Understanding the formal definition of Big-O
This is the third in a three post series. The first post explains Big-O from a self-taught programmer's perspective. The second post talks about how to calculate Big-O.
In my original Big-O piece, I’ve made a bunch of simplifying assumptions and told you a bunch of half truths. It might seem a bit disingenuous, but really.. these half-truths are helpful because (unless you’re going after a formal CS degree) they don’t really matter.
But for those who are looking to get a formal CS degree, these sorts of differences matter to professors and the like. For that, let’s actually parse what the formal definition means.
The formal definition via wikipedia:
Let f and g be two functions defined on some subset of the real numbers. One writes
f(x) = O(g(x)) as x -> infinity
if and only if there is a positive constant M such that for all sufficiently large values of x, the absolute value of f(x) is at most M multiplied by the absolute value of g(x). That is, f(x) = O(g(x)) if and only if there exists a positive real number M and real number x0 such that |f(x)| <= M * |g(x)| for all x >= x0.
Ugh. Let’s parse that.
We have two undefined functions called f and g. Our f function is the thing we’re trying to find the Big-O of. It’s a block of code.

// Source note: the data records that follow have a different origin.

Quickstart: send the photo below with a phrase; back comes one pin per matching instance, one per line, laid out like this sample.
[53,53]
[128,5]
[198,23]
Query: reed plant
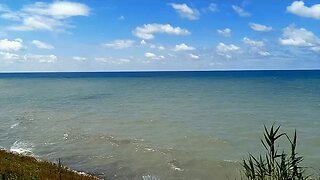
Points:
[276,163]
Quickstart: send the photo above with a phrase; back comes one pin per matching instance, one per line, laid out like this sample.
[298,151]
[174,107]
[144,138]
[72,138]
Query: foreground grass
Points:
[14,166]
[276,163]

The g function is an attempt to classify our f
function as O(n)
(or
some other O
, but we’ll use O(n)
for example purposes).
Following this definition, we’ll know that our f function is O(n)
if
and only if we can graph the two of these and (starting at an x value
of your choosing) the lines never cross one another.
You get to choose the x value to start at in order to account for the
step in calculating Big-O where we drop all of the constants. No one
cares if the Big-O is “~O(45n)~”. We drop that because it’s the same
shape of a curve, though a bit steeper. Because the definition above
says we can choose our own constant (M
), we could just choose 46. 46n
will always be above 45n and never cross once n=1.

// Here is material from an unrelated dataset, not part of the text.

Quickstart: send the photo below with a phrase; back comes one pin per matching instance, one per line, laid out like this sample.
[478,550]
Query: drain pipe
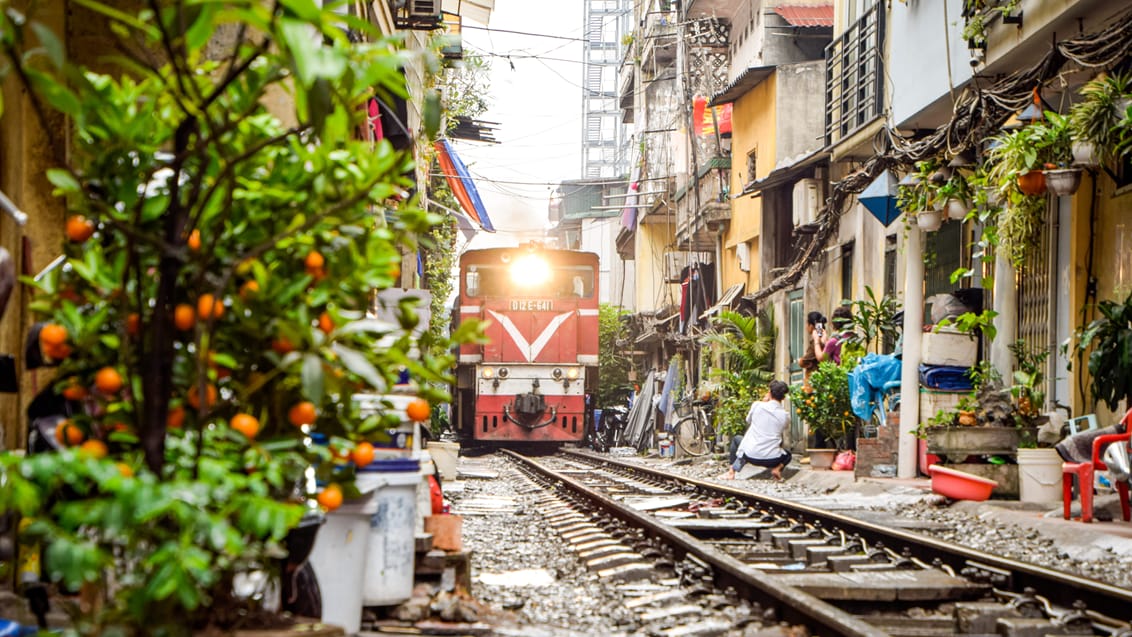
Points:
[907,452]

The same can’t be true for smaller Big-O functions. No matter what
real-number (e.g. not infinity) constant we choose to multiply log(n)
by, O(n)
will always cross it at some point.
As always, graphing makes this a bit clearer. Here is an example of our 45n vs 46n example above.
You’ll see that once n=1, they never cross each other again. If we try
the 1,000,000 * log(n)
function versus a simple O(n)
, we’ll see they
cross each other around the x=16,000,000 mark.
Because the red line is crossed, it means the green line doesn’t “bound” the red line (i.e. it is not a boundary).
You might notice that this definition means that the O(45n)
function
is also O(n)
because it will also never cross. This is true, but not
particularly useful.